Department of Computer Science
CS 370 - Artificial Intelligence

The goal of the subfield of Artificial Intelligence is to build software systems that behave "intelligently". By this, we mean that the computer systems "do the right thing" in complex environments--that they act optimally given the limited information and computational resources available. This course provides an introduction to artificial intelligence with an emphasis on the programming techniques and skills needed to develop high-performance AI systems.

The course will focus on the design of intelligent agents. An intelligent agent is a software system that can interact with an external environment by perceiving that environment and taking actions to change the environment.

TEXTS (required):
Stuart Russell & Peter Norvig, Artificial Intelligence: A Modern Approach, Prentice Hall, 1995, and on-line handouts
Eric Chown, 207 Adams Hall
Email address:
Web address:
Office Hours: M,2:30-3:50, T,TH 2:30-3:30, or by arrangement
Class meeting: MW 1:00-2:25 - Searles 223
Most slides used in the course come from the AIMA website.

Week of Topics Readings Work Due
Sep 4 Introduction, Intelligent Agents Chapter 1, 2
Sep 11 Problem Spaces and Search Chapter 3 Program 1 Soln
Sep 18 Informed Search Chapter 4
Sep 25 Game Theory and Search Chapter 5 Alpha-Beta example
Oct 2 Reinforcement Learning Chapter 20 Program 2
Oct 9 Knowledge Representation Chapter 6 How to write papers
Oct 16 First Order Logic Chapter 7 Program 3
Oct 23 Knowledge Representation and Logic - Continued Chapter 7 Exam 1
Nov 1 Knowledge and Logic Chapters 7, 9
Nov 6 Making Simple Decisions Chapter 16
Nov 13 Learning from Observations Chapter 18 Robots
Nov 20 Neural Networks Chapter 19
Nov 27 Neural Networks (Continued) Chapter 19
Dec 4
(1/2 week)
Current Topics Soccer (in development)
Dec 13 *** final *** Exam 2
The work for this course includes class participation, readings, two tests, several programming assignments, and assorted homeworks.

This is a 300-level computer science course oriented towards programming. It is my expectation that everyone taking the course will be comfortable writing and modifying significant programs. The bulk of the homework for the course will involve working with programs. You cannot pass this course without completing all of the programs. Further, you cannot expect that I will provide help debugging and fixing code. Everytime I (or any other cs faculty) provide help debugging or helping with code you will lose points on that assignment. On the other hand I am more than happy to provide significant conceptual help on any assignment. Think of this like an English class where the professor will give you help with content and structure, but not grammer and spelling.

Assignment lengths will be tailored based upon my expectation of a reasonable amount of work necessary to complete a program. For example, if I give you two weeks to complete a program I would reasonably expect you to spend as much as 20 hours on that program (though your actual time may be significantly less). Again, that period of time is based upon the expectation that you are a competent programmer, if you are not programs may take significantly longer.

Each student is responsible for his/her own work.
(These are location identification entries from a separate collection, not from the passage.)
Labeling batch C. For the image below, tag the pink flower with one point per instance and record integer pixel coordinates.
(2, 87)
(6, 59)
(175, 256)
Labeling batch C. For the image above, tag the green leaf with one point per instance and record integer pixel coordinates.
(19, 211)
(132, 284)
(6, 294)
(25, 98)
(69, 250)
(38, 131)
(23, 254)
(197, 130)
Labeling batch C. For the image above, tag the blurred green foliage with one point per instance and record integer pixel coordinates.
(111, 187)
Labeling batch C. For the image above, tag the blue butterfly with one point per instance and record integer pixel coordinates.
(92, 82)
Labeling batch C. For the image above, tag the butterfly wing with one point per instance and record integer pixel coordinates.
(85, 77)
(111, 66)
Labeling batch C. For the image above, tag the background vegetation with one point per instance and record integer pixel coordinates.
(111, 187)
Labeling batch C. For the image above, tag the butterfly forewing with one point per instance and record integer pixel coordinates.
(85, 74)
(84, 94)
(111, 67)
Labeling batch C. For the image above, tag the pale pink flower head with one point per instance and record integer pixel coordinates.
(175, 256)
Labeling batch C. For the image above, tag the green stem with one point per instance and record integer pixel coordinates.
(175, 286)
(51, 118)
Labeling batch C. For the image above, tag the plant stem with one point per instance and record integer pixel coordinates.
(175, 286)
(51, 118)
Collaboration on homework assignments should be limited to answering questions that can be asked and answered without using any written medium (e.g., no pencils, pens, or email). This means that no student should read any code written by another student unless they are in the same group on a group project.

From the Bowdoin catalogue: "Course grades are defined as follows: A, the student has mastered the material of the course and has demonstrated exceptional critical skills and originality." The material of the course consists of homework assignments, class participation and exams. A "master" of this material is a student who successfully completes all of the homework assignments (and notably shows creativity in doing so), is an active and productive participant in classroom discussion (and does not miss class, nor show up late), and shows a thorough understanding of artificial intelligence on the exams.

Any competent computer scientist should be able to pick up your programs and quickly understand them. Your programs should not merely complete the assignment, they must be well documented, cogently written, and robust. My standard for this class will be to assume that you are writing these programs for an AI company and that other people in the company will be using and modifying your code. Writeups should be taken as seriously as a paper for an English or History class.

I take it as a given that you will be in class on time every day. Not achieving this basic level of performance will reduce your grade in the course. Further, good students will actively participate in class discussions.

There will be two exams in the course. Details will be given as they draw near.